3. Week 03: Raft, FLP, CAP, and Byzantine Fault Tolerance

3.1. Alternative Consensus Protocols: Raft

Another frequently levelled critique of Paxos is that its architecture is a poor one for building practical systems; this is another consequence of the single-decree decomposition. For example, there is little benefit to choosing a collection of log entries independently and then melding them into a sequential log; this just adds complexity. It is simpler and more efficient to design a system around a log, where new entries are appended sequentially in a constrained order.

As an alternative design, scoped around log, a Raft consensus protocol has been proposed.

Mandatory Reading

Check out the original paper on Raft entitled In Search of an Understandable Consensus Algorithm. I suggest, before reading the paper, you first check out this video on Raft, and try Raft Visualisation. Also, the slides on Raft are very helpful.

Highlights

  • Raft achieves consistency through bounded delays and the “heartbeat” mechanism
  • Split vote when choosing the leader is achieved by simiply timing-out in a current round and proceeding to the next one.
  • The protocol deals with inconsistencies (missing and extraneous entries) by making the leader override the log of the followers, assuming its own log is always correct.
  • Leader candidates with the stale log simply don’t get elected.

3.2. FLP Theorem

The FLP theorem states that in an asynchronous network where messages may be delayed but not lost, there is no consensus algorithm that is guaranteed to terminate in every execution for all starting conditions, if at least one node may experience failure.

Mandatory Reading

The paper by Fisher, Lynch, and Paterson (hence the name) provides the formal statement of this result and its (very elegant) proof.

Highlights:

  • The formulation in a paper is somewhat misleading: “No completely asynchronous consensus protocol can tolerate even a single unannounced process death.” We’ll discuss below what in fact the FLP result is about (not that).

  • The proof builds on three lemmas:

    • Lemma 1: Diamond property of disjoint configurations
    • Lemma 2: Existence of a bivalent state
    • Lemma 3: “Preservation”: from a bivalent state, on can always come to another bivalent state (by delaying the message that would bring the system to a univalent state).

    Altogether, this means that we can be in a bivalent state infinitely.

  • Key idea of Lemma 3: a bivalent system can be forced to do some work and yet remain in a bivalent state. We can “pump” this to generate indefinite runs that never decide. Interesting insight: no failures actually occur (just delays). FLP attacks a faulttolerant protocol using fault-free runs!
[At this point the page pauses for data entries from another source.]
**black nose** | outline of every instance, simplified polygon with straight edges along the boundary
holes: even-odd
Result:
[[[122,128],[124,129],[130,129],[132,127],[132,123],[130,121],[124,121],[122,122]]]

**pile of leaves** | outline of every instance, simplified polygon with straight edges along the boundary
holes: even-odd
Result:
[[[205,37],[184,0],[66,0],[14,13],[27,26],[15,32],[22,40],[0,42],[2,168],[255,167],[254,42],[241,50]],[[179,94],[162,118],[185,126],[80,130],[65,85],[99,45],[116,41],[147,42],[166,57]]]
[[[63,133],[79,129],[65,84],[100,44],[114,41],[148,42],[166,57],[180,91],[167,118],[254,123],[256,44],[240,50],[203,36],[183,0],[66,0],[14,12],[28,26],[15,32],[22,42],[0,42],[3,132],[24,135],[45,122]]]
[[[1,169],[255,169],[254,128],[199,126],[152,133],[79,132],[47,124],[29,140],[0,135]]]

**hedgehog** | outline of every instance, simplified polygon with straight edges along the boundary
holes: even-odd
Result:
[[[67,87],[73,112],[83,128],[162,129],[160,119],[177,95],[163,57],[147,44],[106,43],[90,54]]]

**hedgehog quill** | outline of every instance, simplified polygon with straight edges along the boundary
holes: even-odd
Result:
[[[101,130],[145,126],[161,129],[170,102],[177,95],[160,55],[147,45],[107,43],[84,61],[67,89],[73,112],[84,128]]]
  • Intuition behind this result:

    • Think of a real system trying to agree on something in which process p plays a key role.
    • But the system is fault-tolerant: if p crashes it adapts and moves on. This is a crucial part for the proof of Lemma 2: even without once process we should be able to run the protocol.
    • In Lemma 3, the proof “tricks” the system into treating p as if it had failed, but then lets p resume execution and “rejoin”.
    • This takes time and no real progress occurs.
  • But what did “impossibility” mean?

    • In formal proofs, an algorithm is totally correct if (a) it computes the right thing and (b) it always terminates.
    • When we say something is possible, we mean “there is a totally correct algorithm” solving the problem.
    • FLP proves that any fault-tolerant algorithm solving consensus has runs that never terminate. These runs are extremely unlikely. Yet, they imply that we can’t find a totally correct solution.
    • “Consensus is impossible” thus means “consensus is not always possible”.

3.3. The CAP Theorem and its variants

The CAP theorem states that in an asynchronous network where messages may be lost, it is impossible to implement a sequentially consistent atomic read/write register that responds eventually to every request under every pattern of message loss.

Mandatory Reading

The result is described formally in this manuscript by Gilbert and Lynch.
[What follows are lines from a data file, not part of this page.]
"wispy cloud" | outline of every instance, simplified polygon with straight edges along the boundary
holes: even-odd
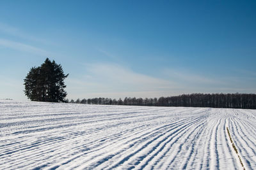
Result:
[[[42,38],[35,38],[29,34],[23,32],[17,27],[3,22],[0,22],[0,32],[3,32],[5,34],[23,39],[42,43],[44,44],[52,45],[52,42],[49,42],[49,41],[46,41],[45,39]]]
[[[210,76],[204,76],[193,73],[189,71],[184,71],[180,70],[174,70],[171,69],[164,69],[162,73],[170,79],[173,79],[176,81],[182,81],[183,82],[208,85],[223,85],[222,81],[220,81],[216,78],[211,78]]]
[[[0,46],[7,47],[9,48],[33,53],[38,55],[48,55],[49,52],[41,48],[24,44],[20,42],[10,41],[8,39],[0,38]]]
[[[153,97],[180,91],[180,85],[175,82],[138,73],[116,64],[90,64],[84,66],[83,78],[70,80],[68,83],[72,88],[67,86],[72,95],[76,94],[74,96],[80,98],[131,96]]]

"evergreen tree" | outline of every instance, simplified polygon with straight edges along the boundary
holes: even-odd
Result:
[[[48,58],[40,67],[32,67],[24,79],[25,95],[31,101],[64,102],[67,92],[61,66]]]

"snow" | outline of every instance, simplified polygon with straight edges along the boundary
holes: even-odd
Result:
[[[256,110],[0,101],[0,169],[256,169]]]

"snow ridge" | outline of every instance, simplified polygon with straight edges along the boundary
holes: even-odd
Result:
[[[256,169],[256,111],[0,102],[1,169]],[[227,129],[228,128],[228,133]]]

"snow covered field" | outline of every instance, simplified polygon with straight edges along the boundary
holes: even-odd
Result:
[[[256,110],[0,101],[0,169],[243,169],[238,155],[256,169]]]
Fun fact: Seth Gilbert is currently an associate professor at NUS School of Computing.

Highlights:

  • What is what in CAP?
    • Consistency: Sequential consistency (a data item behaves as if there is one copy)
    • Availability: Node failures do not prevent survivors from continuing to operate
    • Partition-tolerance: The system continues to operate despite network partitions
  • CAP Theorem says that “A distributed system can satisfy any two of these guarantees at the same time but not all three”.

Mandatory Reading

This paper generalises the idea CAP result for more realistic applications that, in a normal (non-partitioned case) must choose between consistency and latency.

Highlights:

  • Partitions are rare, and there is no need to sacrifice consistency all the time. One needs to decide what to keep (A or C) in the case if a partition occurs.
  • A more interesting choice is what to prioritise under the normal operation: consistency or latency? PACELC provides a framework for stating this choice.
  • Different consistency/latency trade-offs appear due to the choice of a replication strategy.

3.4. Byzantine Generals Problem

The seminal paper by Lamport, Shostak and Pease addresses the problem of reaching the consensus in an environment where some participants can send faulty messages, so called Byzantine Generals Problem (BGP). The main results are summarised in the following slides used in the lecture:

Mandatory Reading

Please, read The Byzantine Generals Problem paper for the definitions and the details of the protocols. You may skip the proofs of the theorems.

Optional Reading

The paper Practical Byzantine Fault Tolerance explains a de-facto state-of-the-art solution to BGP that uses digital signatures and achieves consensus in the presence of partial synchrony.

Remark: PBFT allows to achieve Byzantine consensus with `3f + 1 participants in the assumptions of partial synchrony, i.e., the setting, in which fixed bounds on processor speed and message delays exist but they are not known a priori.